Integration Droid "Dr. Ball"

So lets talk about the comic itself. This is an old comic a book from the late 70s.

So there is an third person omniscient narrator. A device that is well out of style and morphed into the more common first person internal thoughts of a the main protagonist and this makes the book read like a script, complete with character direction. This was common for the time but I found this to be a slightly jarring and kinda ruined the reading experience. Now it is well know that comics often need exposition from some style of narration, but I feel there is a reason that this style is almost unheard of nowadays.


Jedi got a lot wrong, but Jabba sure as fuck wasn't one of them

Apart from that, this is a exercise in nostalgia. There are no surprises here, even with the additional scenes in this comic that would have been mind blowing only a few years ago, are now not only known to all, but most have been seen actually in versions of the film. We all know the story, we all know what the general look of things are and even with the artist and "editor" not having the true source to base things off there are few real surprises.

Still I found it very refreshing to read this. It is so easy to get jaded and cynical about all the new stuff but reading this was a real throw back to the time when it was all new and more importantly, all of it was actually really good and bursting with potential.

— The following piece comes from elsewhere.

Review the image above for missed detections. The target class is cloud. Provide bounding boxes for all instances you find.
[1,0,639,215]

Then once you are done with the story of "A New Hope" (this comic was before that title existed) you are in "fantasy" comic world. Starting at 07 the book is now in pure imagination land, not even having a 2nd film or even a script to work off. This reminded me of when I was a kid, imaging all sorts of crazy stuff into this awesome universe which ended up being destroyed though the clarification of the latter movies

Not exactly a peck on the cheek!

This series continues for 107 volumes with Empire Strikes Back stretching across 39 - 44 and dose not even reach Jedi before the run ends. This is why this entire run is not considered cannon, as unlike the modern Star Wars comics it is really its own thing and I am not just talking about all the comic books (not just this one) basically having Luke and Leia fucking and then the editors doing some serious back peddling once Jedi came out!

There is a freedom to the storytelling here that I find feels very different to the modern Star Wars Universe comics I have read. No restrictions, no worrying about cannon and self-referential histories, just making shit up be cool and it is cool.


Can not be Recommend enough... A Must Read!




Oh yeah.... Only working of scripts.. never seeing the film.. Han shoots first... suck on that revisionist cunts!